Chapter 6

Quentin looked at the paintings. They were good. In fact, very good. New Deale Atwaters, with all the technical ability that the public had learned to expect, and a deeply felt conviction...

Why mermaids:?

Were there mermaids in Collinsport? Or was this Adam's dream woman, now that marriage to Carolyn had turned to be disappointment. Was this Adam's lover?

It was none of his business, Quentin told himself. Adam was well, he was working, and he had to figure out if his marriage was worth saving all by himself.

And yet, there was something about the paintings...


"Urien to college?' Barnabas shook his head. "You know why it cannot be."

"He is ready for it."

"And what if he is not?" David seemed ready for it, too."

"It is different. Urien has no phoenix for a mother."

"But still needs someone to watch over him."

"We could ask David to do it."

"David?"

"You can ask David to let him stay at his place. He's got the room, now that Eliot is gone, and he owes the family. Why not pay this way?"

"I can't impose on David."

"David thought nothing of imposing on us to take care of Eliot. And if Urien pays rent, what has he got to complain about?"

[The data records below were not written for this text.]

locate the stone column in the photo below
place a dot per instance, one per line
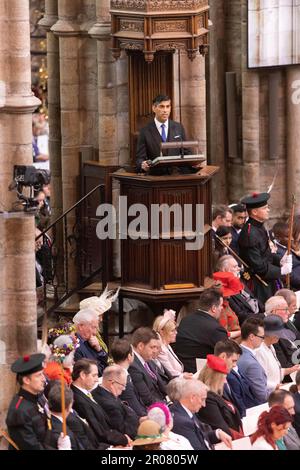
(107, 83)
(293, 131)
(250, 114)
(50, 18)
(17, 230)
(88, 77)
(216, 99)
(193, 97)
(67, 29)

Barnabas sighed. He did not want Urien to go, not yet. Part of it was sensible objections. But part of it was fear of losing those around him...

And he would lose them sooner or later, whether Urien went to college or not..

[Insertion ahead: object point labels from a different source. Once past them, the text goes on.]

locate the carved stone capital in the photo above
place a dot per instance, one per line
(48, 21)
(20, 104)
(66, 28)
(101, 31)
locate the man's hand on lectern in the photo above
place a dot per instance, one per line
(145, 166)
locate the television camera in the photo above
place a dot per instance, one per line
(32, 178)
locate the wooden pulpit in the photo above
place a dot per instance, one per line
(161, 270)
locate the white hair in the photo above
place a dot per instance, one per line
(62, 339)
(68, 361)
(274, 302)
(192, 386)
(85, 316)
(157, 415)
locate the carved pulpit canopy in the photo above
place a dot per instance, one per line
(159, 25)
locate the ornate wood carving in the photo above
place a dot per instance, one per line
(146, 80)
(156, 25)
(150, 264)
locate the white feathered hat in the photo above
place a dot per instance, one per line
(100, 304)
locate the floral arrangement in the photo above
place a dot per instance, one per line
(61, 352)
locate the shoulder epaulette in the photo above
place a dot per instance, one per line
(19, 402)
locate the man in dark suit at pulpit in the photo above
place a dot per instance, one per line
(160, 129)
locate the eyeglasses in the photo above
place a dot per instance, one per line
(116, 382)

"You are right. I will talk to David."


Adam was not alone on the beach. Quentin trailed him. And behind Quentin, trying to understand his own dread, was Phillip.

Phillip felt cold sweat running down his back as he looked at the sea. The beating waves seemed so soothing, so beautiful. But he knew that it was not so, that it could not be so.

Yet, even as he hated it, it pulled at him.

Why did Adam have to paint those things? He had gone look at the paintings a couple of hours ago, and he had felt sick. He had felt a shock of recognition at seeing the underwater sketch that Adam was working on.

How could Adam know of the place:?... He had seen it somehow, just as he himself must have, while still in fish form, passing through it and registering it in his mind without understanding why.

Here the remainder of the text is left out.